Falar de Capa é se lembrar de suas imagens impactantes e tocantes (espalhadas por diversas publicações, livros e museus); de seu livro-depoimento sobre a 2ª Guerra – prosa simples e direta – onde relata as adversidades para realizar seu trabalho fotográfico e as situações perigosas e chocantes que enfrentou: “Nem sempre é fácil ficar de lado e não poder fazer nada além de registrar o sofrimento à sua volta”.

Capa criou, espontaneamente, uma estética (ou antiestética) da foto de guerra – somando coragem e sensibilidade, improviso e criatividade: “Se suas fotos ainda não estão boas o suficiente, é porque você ainda não está perto o suficiente” – dizia aconselhando os companheiros de profissão. Muitas vezes, para Capa, a questão não era “de foco”, mas de percepção: o que deveria ser imediatamente captado pela câmera (remember sua famosa foto do soldado espanhol sendo atingido por um tiro, largando sua arma e morrendo de braços abertos).

A edição brasileira de “Ligeiramente fora de foco” (SP, Cosac Naify, 2010) é recheada de imagens feitas por Capa – inclusive as históricas fotos do Dia D, em 44, na Normandia (norte da França): algo desfocadas; registradas no desembarque na praia, em meio ao tiroteio das baterias de defesa alemãs. Vertigem visual.

Antes, em outubro de 43, Capa fotografou o enterro de vinte adolescentes do Liceo Sannazaro, no distrito de Vómero, na Itália (um pobre e improvisado caixão de madeira, sendo carregado; o choro e o desespero das mães); ali, sob o comando de um professor da escola, os jovens enfrentaram os alemães durante quatro dias.
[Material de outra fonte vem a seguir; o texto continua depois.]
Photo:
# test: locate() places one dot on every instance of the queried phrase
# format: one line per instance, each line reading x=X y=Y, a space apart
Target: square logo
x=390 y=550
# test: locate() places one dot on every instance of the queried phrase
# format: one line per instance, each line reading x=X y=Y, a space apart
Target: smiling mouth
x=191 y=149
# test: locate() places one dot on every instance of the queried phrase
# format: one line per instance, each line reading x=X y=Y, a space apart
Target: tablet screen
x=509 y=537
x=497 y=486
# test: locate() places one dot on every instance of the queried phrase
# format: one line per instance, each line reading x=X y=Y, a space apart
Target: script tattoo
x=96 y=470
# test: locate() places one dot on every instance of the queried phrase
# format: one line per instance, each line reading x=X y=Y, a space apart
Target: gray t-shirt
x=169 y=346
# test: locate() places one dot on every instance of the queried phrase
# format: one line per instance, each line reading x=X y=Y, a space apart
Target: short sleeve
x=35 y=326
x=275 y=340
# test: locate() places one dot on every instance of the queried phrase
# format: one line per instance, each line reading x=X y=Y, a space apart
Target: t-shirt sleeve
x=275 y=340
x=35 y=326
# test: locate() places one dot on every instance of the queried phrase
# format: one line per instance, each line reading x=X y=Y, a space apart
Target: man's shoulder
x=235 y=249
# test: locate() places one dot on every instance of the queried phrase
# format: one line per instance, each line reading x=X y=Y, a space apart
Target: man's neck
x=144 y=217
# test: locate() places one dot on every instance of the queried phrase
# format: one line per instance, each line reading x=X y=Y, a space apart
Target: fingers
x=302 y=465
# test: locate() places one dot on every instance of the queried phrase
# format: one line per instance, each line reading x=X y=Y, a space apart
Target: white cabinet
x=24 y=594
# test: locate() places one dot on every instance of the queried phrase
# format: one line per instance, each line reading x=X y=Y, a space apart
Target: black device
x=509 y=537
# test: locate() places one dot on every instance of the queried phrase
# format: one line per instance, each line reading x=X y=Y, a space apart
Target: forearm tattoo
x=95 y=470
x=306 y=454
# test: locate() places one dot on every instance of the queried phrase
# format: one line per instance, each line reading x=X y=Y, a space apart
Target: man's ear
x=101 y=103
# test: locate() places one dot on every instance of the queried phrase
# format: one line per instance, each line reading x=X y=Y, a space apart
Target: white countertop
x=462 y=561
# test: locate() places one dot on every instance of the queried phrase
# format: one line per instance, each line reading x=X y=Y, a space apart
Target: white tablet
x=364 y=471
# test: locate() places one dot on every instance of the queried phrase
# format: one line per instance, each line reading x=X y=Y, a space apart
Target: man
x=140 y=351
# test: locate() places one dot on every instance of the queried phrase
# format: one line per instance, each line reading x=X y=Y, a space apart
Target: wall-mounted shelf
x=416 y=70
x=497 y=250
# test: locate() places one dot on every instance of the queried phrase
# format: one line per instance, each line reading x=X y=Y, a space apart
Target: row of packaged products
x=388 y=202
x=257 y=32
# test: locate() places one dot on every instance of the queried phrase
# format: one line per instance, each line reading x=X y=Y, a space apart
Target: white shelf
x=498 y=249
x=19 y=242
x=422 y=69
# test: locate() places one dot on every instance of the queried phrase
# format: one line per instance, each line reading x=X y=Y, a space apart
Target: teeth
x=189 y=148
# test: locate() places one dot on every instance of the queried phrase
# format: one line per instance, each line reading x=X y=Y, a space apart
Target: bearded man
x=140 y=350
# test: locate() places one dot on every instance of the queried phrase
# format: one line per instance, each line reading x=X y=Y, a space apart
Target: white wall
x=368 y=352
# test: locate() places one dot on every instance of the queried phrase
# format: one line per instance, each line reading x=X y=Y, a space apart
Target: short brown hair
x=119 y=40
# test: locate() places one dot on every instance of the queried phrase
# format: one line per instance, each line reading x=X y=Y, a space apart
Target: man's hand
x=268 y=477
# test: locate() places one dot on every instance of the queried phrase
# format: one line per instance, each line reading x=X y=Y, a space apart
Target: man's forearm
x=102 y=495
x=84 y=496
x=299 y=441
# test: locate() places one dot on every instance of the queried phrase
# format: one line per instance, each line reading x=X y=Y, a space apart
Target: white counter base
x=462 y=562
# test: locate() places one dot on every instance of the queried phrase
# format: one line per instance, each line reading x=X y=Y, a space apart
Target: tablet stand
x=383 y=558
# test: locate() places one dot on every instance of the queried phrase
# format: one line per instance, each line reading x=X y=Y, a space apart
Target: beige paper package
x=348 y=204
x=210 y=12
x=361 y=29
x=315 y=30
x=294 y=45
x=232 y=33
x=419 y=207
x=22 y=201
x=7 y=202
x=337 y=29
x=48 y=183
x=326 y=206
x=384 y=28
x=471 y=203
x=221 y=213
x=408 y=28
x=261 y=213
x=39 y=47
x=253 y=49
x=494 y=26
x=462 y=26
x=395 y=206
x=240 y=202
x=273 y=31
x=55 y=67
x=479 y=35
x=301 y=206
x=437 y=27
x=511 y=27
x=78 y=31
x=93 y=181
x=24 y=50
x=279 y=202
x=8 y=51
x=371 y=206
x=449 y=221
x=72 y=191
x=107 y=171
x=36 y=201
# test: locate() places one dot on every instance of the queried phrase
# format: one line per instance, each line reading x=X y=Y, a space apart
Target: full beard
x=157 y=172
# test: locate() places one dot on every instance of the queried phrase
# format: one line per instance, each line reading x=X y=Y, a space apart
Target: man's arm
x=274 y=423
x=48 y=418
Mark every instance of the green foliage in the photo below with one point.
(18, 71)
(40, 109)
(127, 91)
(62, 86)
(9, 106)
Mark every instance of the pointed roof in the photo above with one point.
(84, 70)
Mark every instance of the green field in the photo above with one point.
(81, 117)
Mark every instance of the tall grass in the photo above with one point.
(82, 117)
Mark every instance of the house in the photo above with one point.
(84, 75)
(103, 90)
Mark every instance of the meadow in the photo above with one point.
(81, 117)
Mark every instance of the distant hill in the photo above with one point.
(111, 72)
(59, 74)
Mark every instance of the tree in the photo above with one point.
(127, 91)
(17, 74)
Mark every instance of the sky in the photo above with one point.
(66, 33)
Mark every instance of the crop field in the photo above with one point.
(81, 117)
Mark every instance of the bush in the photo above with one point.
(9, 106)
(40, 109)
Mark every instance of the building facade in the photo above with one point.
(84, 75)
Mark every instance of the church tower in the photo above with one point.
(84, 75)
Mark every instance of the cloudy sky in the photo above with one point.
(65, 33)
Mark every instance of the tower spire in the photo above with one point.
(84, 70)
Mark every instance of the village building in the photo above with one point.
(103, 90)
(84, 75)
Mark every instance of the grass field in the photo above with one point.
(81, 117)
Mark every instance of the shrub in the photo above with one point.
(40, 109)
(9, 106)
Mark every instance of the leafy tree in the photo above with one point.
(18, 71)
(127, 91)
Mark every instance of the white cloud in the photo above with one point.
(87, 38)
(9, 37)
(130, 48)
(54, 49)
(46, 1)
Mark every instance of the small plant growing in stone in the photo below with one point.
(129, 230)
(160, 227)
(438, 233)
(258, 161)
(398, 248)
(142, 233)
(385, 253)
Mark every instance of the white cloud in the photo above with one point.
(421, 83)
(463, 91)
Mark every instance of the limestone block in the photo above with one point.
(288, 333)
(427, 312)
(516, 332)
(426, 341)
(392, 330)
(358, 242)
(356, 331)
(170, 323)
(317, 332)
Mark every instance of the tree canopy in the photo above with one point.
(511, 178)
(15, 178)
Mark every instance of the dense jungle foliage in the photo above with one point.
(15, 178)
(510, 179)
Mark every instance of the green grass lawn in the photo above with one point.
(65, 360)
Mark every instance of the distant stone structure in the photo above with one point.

Capa: “Tirei o chapéu e peguei minha câmara. Apontei a lente para o rosto das mulheres prostradas, que carregavam pequenas fotos de seus filhos mortos, até os caixões serem finalmente levados embora. Aquelas eram as minhas fotos de vitória mais verdadeiras, as que tirei naquele simples funeral numa escola”.

Segundo Cornell Capa (irmão do fotógrafo e que também foi fotojornalista), “Capa assumiu o encargo de registrar o inferno que o homem criou para si próprio: a guerra”. Fotos-verdade. Cruas e duras.